MMJ
今朝の道新一面。
恐れていた事が起こっていた。
乳質の不良による生乳の集荷停止だ。
昭和41年から続いていた、生乳指定生産者団体に全量出荷する事を前提に不足払い制度が、酪農業界の安定成長を支えてきた。しかし、牛乳と雖も自由販売を認めるべきだとの声を盾に、群馬県伊勢崎市のMMJ(ミルクマーケットジャパン)がその趣旨に賛同する酪農家から生乳を受託するようになり、十勝では札内のT畜産、帯広のK農場が出荷先を変更。オホーツク、根釧地区では数戸ずつ纏まっての出荷先変更を行い、生乳販売もいよいよ自由化の波当来かなどと、新聞やテレビで華々しく報道されてもいた。
そんな世論を背景に2018年には生乳流通の規制も緩和された。
風聞だったが、帯広のK農場は集荷停止をうけ倒産したとは聞いていた。K農場は元々は飼料会社で酪農事情は知悉していた。乳代の保証が有るんだから、自分ならもっと大規模にして儲けてやる!と25年ほど前に新規参入した農場だった。酪農振興会の支部が一緒だったのだが、ホクレンや農協の方針に唯々諾々としている様に見える既存の酪農家に、物足りなさを感じていたようだ。
それは乳質改善に資すると言う酪農振興会(農協側からと理解する)の厳しいペナルティ制度であった。
酪農を甘く見ていたせいか、乳質(体細胞や細菌数)のコントロールができず(我が農協管内70戸程の酪農家中最低の乳質だった)、高額なペナルティーを払わされていたが、その事に常に不満を並べ立てるのが常だった。
そんな中MMJの登場である。K農場は渡りに船で後足で砂をかける様に農協を脱退。生乳もいよいよ自由化当来か⁈と言った趣旨の新聞テレビの取材に、以前より生乳1kg当たり10円も高く販売している。協同などはもう古臭い!と豪語していた。
しかし、乳質の改善を怠り繁殖成績も改善されず、規模縮小を余儀なくされていた。そして、最近酪農を廃業し第三者に譲渡したときいていた。
そして今朝の新聞だが、乳質の不良を理由に受託停止を受けたオホーツクの酪農家達は直接の乳質検査では何の問題も無い。冬季不需要期で売り上げが伸びず、受託を制限する方便だろうと対決しているが、生乳は受取手が無いため生乳廃棄を余儀なくされたり、廃業もしくは経営変更によりホクレンに再加入したりと、右往左往している。
協同の理念の欠如。

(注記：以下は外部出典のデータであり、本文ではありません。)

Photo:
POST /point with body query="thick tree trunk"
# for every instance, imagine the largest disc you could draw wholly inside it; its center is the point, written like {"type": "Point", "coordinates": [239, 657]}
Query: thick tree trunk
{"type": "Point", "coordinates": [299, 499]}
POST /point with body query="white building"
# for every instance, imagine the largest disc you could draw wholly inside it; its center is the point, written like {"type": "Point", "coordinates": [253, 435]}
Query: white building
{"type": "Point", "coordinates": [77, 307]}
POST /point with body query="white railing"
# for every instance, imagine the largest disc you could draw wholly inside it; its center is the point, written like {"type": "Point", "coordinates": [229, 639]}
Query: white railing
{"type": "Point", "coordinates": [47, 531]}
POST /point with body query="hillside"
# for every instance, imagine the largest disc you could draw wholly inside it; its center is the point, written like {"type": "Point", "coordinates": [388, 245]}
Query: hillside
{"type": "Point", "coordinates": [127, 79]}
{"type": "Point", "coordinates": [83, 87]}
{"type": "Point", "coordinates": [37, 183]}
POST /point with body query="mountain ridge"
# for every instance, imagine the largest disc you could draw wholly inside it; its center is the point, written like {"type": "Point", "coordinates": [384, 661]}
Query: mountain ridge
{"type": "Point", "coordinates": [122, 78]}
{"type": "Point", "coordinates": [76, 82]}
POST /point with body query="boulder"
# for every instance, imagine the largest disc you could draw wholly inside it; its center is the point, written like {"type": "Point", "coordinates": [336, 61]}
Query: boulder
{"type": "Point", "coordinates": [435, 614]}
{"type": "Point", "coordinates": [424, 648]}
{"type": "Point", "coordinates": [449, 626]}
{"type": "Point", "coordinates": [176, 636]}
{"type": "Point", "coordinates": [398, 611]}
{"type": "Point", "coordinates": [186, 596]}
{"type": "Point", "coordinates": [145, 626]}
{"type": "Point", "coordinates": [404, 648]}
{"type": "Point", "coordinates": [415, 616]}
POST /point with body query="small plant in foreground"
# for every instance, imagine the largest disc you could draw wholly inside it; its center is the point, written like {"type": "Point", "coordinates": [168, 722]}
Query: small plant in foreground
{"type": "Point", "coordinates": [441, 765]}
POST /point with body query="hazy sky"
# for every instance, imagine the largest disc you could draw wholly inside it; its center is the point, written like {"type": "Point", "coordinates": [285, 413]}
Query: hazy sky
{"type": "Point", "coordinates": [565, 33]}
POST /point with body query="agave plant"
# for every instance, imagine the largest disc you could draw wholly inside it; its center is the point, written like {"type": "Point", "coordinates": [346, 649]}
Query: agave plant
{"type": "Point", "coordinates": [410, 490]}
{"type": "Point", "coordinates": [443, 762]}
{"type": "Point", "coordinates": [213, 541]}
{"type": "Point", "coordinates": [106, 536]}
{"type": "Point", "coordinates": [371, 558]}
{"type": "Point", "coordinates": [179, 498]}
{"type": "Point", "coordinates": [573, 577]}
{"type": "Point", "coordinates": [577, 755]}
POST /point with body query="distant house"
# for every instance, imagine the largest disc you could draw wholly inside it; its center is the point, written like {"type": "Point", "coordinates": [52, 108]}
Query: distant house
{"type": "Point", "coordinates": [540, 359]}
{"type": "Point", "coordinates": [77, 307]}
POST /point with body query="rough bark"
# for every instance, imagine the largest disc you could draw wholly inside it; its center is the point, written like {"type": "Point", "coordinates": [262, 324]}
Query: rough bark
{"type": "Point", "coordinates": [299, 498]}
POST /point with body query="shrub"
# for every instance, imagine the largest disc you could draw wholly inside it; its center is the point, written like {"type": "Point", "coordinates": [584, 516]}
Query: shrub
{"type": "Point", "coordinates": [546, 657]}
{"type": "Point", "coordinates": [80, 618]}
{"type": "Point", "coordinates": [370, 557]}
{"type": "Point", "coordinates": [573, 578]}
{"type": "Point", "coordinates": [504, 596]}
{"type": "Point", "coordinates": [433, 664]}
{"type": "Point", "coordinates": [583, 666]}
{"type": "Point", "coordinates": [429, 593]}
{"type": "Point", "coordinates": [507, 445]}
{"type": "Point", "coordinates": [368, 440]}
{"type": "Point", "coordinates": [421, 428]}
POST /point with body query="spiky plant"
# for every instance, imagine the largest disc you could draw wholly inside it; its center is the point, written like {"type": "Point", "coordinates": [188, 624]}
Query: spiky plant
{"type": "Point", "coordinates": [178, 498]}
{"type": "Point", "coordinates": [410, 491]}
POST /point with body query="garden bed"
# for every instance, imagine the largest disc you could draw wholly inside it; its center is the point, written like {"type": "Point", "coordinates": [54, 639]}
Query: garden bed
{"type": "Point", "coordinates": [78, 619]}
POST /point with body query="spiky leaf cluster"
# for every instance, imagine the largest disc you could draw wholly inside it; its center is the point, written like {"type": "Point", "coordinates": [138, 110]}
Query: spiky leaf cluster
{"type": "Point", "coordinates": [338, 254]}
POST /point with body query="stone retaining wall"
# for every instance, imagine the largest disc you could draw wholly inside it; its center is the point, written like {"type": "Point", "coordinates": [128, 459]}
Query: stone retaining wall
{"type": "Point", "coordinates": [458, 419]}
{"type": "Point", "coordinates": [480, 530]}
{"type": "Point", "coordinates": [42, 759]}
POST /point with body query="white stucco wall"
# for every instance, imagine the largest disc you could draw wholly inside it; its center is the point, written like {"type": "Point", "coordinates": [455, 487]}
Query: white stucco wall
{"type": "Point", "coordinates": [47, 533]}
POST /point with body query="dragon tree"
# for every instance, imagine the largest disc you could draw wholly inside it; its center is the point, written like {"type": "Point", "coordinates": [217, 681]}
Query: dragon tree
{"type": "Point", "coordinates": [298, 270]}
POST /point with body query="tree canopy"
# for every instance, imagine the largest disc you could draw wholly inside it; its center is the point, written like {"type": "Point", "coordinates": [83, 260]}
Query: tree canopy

いやそれ以前にエンドユーザー(消費者)を意識しない自由化ばかりの議論が先行してしまった結果だ。
因みに我が広瀬牧場の乳質は、体細胞(乳房炎のマーカー)、細菌数(牛の住環境の良否のマーカー)共にNo. 1であり、ペナルティの反対に良質乳出荷奨励金を頂いている。ウエモンズハートはその良質乳を原料を元に毎日製造されるのだ。
そのウエモンズハートもいよいよ明後日3月20日オープンとなります。
皆様本年も宜しくお願い致します。